Not long ago, I was getting ready to make a major posting here in THR about how it is futile to vote for third parties, that the only way to change what is happening is to support the Republican side, and simultaneously educate enough of the "swing" voters about the principles of freedom and liberty that we start moving the Republicans back in the direction freedom and less government.

But I am now too disguested with Bush to, in good conscience, vote for him. He did good when he lowered taxes (although it was really only a token cut), and his response to the 9/11 attacks did him proud. But, the list of his bad acts is just too long:
  • His spending is just totally out of control. Ya, we're at war. When you're at war, you spend whatever you have to to win the war, and you cut back on everything else.
  • His grotesque expansion of the federal government's unconstitutional meddling in education with the "No Child Left Behind" act. Not to mentional the increase in the size and expense of the federal government.
  • His huge expansion of the unconstitutional Medicare program.
  • The trampling of our liberty through the PATRIOT act.
  • The trampling of our freedoms, and the huge expansion of the federal government, in nationalizing the airport inspectors. (Ya, I know that it was the Dems who pushed that through, but he certainly had the power to stop it.)
  • I'll step on some conservative toes, but that partial-birth abortion ban is a totally unconstitutional act. The federal government has absolutely no authority over murder and medical procedures--that's the province of the several states.
  • This National Endowment for the Arts increase. Ya, it's just small potatoes. But, it shows where is head's at. Not to mention that the whole program is unconstitutional to start with.
  • The sense I have is that he hasn't been appointing judges who are particularly strong in protecting the Constitution. And he hasn't been willing to use his power as president to bring a vote on his nominees who the Democrats are holding up.
  • And, as the article heading up this thread points out, he's not exactly standing up to evil and coming out forcefully to protect marriage against the likely forced nationwide recognition of marriage under the full faith and credit clause, which requires a constitutional amendment to prevent.
  • He supports extending the unconstitutional "Assault Weapons Ban."
I've now reached the point that I will likely vote for either the Constitution or Libertarian candidate. I can't in good conscience cast a vote that says that I want more of what Bush has already given us. Yes, I know that that could, in theory, contribute to an even worse situation under a Democrat president. But, I think that is unlikely.
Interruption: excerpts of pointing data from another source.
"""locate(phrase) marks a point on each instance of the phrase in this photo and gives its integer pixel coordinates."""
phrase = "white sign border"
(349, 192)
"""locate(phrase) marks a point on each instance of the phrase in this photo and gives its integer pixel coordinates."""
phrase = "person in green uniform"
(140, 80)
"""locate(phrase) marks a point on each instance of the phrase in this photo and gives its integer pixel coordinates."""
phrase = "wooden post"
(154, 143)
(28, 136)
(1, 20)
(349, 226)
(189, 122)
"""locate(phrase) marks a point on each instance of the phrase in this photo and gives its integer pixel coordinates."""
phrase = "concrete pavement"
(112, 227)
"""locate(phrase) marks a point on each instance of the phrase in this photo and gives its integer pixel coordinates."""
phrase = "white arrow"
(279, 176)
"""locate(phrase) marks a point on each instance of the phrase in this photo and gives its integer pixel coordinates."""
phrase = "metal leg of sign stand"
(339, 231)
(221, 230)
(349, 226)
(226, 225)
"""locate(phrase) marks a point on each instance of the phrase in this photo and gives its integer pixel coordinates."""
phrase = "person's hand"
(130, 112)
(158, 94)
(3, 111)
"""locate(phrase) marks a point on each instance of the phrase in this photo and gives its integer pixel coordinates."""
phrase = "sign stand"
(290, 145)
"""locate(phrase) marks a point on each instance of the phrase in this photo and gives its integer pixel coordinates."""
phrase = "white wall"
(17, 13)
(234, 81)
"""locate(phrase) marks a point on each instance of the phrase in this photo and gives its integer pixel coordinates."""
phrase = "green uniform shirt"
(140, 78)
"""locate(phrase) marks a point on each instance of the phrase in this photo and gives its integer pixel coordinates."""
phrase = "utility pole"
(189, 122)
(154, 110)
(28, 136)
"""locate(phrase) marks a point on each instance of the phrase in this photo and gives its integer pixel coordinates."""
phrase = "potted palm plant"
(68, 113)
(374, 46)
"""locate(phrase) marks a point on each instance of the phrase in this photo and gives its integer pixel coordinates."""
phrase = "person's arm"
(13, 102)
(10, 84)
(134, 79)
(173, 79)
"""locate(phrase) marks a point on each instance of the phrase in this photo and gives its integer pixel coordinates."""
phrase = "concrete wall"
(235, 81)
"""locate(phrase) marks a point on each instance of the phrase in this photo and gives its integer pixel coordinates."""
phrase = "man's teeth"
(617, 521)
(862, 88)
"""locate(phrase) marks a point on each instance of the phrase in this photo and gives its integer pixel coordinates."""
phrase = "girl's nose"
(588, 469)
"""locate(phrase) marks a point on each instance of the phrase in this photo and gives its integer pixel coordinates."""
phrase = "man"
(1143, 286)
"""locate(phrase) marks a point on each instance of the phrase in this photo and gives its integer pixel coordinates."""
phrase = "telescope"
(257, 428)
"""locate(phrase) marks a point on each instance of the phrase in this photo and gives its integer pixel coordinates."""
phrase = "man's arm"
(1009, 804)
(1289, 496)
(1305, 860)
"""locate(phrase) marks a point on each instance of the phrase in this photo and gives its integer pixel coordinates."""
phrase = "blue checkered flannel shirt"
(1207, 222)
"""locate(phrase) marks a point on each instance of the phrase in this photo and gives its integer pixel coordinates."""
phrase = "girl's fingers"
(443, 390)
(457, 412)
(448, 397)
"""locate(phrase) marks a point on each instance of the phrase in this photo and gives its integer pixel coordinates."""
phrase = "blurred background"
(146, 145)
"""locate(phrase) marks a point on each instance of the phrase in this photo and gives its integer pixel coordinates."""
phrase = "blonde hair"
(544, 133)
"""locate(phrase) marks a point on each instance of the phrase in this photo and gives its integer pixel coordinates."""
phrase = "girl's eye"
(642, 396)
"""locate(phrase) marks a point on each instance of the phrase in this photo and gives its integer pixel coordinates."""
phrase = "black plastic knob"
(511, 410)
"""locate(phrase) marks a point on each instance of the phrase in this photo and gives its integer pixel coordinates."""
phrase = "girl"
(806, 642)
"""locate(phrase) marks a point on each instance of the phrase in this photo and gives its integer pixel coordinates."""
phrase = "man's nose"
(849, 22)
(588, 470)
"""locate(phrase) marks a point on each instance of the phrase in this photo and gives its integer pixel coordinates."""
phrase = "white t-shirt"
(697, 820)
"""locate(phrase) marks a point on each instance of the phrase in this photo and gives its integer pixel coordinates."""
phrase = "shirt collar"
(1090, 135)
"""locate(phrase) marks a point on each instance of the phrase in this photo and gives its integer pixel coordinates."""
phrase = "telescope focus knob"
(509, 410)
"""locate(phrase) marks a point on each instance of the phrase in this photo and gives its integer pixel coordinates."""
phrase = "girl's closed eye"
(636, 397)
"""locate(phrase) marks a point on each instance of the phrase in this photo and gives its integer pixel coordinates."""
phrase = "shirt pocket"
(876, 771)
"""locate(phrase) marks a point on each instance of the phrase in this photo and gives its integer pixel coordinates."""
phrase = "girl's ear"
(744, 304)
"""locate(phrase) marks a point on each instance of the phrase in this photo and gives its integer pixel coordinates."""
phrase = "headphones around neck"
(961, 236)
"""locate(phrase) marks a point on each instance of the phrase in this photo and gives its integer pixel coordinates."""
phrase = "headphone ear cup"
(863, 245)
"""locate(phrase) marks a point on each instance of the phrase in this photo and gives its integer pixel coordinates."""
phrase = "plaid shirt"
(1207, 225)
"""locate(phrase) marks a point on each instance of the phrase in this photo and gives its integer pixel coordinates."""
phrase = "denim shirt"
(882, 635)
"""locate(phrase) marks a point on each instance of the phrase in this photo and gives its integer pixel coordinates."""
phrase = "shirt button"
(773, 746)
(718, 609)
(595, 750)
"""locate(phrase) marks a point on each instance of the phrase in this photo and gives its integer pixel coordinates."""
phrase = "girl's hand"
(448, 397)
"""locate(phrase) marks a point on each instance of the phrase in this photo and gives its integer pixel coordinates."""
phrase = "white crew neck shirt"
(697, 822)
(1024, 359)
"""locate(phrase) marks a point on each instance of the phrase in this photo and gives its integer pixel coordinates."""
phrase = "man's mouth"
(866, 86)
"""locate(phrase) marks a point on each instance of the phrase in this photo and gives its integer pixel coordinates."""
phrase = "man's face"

Under Clinton, the Republican Congress blocked most of Clinton's excesses; under Bush, they have been going along with his excesses, even though many have been "holding their noses" when they did it.

Bush has been pandering too much to the "get everyone into the tent" crowd, and sacrificed his values in order to please everyone, even those who are evil. There is no good in pandering to evil.

I think that a Bush loss due to a large vote for the Libertarian and Constitution parties would not convey the message that people want the Democrats' big government policies. Rather, it would signal that conservatives aren't just going to go along with the Republican Party's slide towards big government because we have no alternative. This is a lot different from the Democrat winning because he got more votes in spite of all the conservatives voting for the Republican. It says, "You lost because you've moved too far in the direction of big government," instead of, "You lost because you need to move more in the direction of big government."

Finally, for those mentioned in the article who sat out the 2000 election, I note that a vote for a third party carries far more weight than just neglecting to vote.